TIPS FOR ZESTING AND SQUEEZING LEMONS
If you learn these handy skills for handling lemons, you can store them in your arsenal for years of impressive and efficient kitchen execution. What’s good for the lemon is good for the lime, as they say, so you can apply these techniques to any citrus fruit.
EASY ZESTING
1. Start with an unwaxed, washed lemon (preferably organic) and a citrus zester.
2. Hold the lemon in the palm of your hand from tip to tail, so that one side touches your little finger and the other touches your thumb.
3. Hold the zester against a flat cutting board at an angle, bearing down to hold it steady.

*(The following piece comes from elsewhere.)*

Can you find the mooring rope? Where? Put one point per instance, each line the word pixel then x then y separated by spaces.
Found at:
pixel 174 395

4. With a long, fluid stroke, push the lemon’s peel against the zester from tip to tail while rotating your wrist. Grate only the very outer part of the zest, so that you don’t dig into the white pith under the colored part of the outer lemon skin.
5. Repeat this motion, spinning and making long strokes one next to the other (like mowing a lawn), until you’ve stripped all the oily, aromatic zest from outside the lemon, leaving you with a naked white lemon, which you can then juice as usual.
EASY JUICING
1. Start with room-temperature fruit. If you’re taking the lemons from the refrigerator, plunge them into hot water from the tap and allow them to soak for a few minutes, or put them in the microwave for 15 seconds.
2. Pressing with the flat of your hand, roll the fruit on a hard surface, such as a tabletop. This breaks apart the sections, allowing the individual pulp cells to burst with ease.
3. Cut each lemon lengthwise into quarters or eighths, from tip to tail, then squeeze each section individually between your thumb and forefinger.
4. To harvest every last drop, use the tines of a large fork to scrape inside the peel and break open any last, stubborn cells.